Nous parlions de nos relations respectives, lui comment il avait rencontré Sarah, moi comment Théo m'avait quitté, quand la porte s'ouvrit derrière nous, et une grande ombre apparut sur le balcon.
- T'abuse, finit par lâcher l'ombre.
- Arrête Mek, c'est rien.
Ken s'était retourné pour faire face à Mekra. Derrière le molosse se trouvait son frère qui lui posa la main sur le bras.
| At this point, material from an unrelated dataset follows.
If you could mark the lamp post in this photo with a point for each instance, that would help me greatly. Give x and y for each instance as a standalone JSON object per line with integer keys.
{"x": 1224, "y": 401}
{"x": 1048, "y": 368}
- Viens, laisse-le c'est bon.
S'en suivit un duel de regards entre Mekra et Ken. Je ressentais le malaise profond regnant sur cette terrasse sans en saisir le sens. Qu'est-ce qu'il a lui ? J'ouvris la bouche puis me ravisai. Vu la taille du bonhomme, je n'avais pas envie de l'embêter. Je battis en retraite.
- Je vais me chercher à boire.
Puis, me tournant vers Ken, j'ajoutai :
- On finira de planifier tout ça plus tard.
Je jetai un regard entendu à notre assaillant, et me glissa entre lui et la porte pour échapper à cette lutte silencieuse. Je me dirigeais vers le frigo pour prendre une bière quand quelqu'un m'attrapa par l'épaule.
- Hé Maëlle ! Je ne t'avais pas vue !
- Salut ! fis-je à 2zer en essayant de sourire.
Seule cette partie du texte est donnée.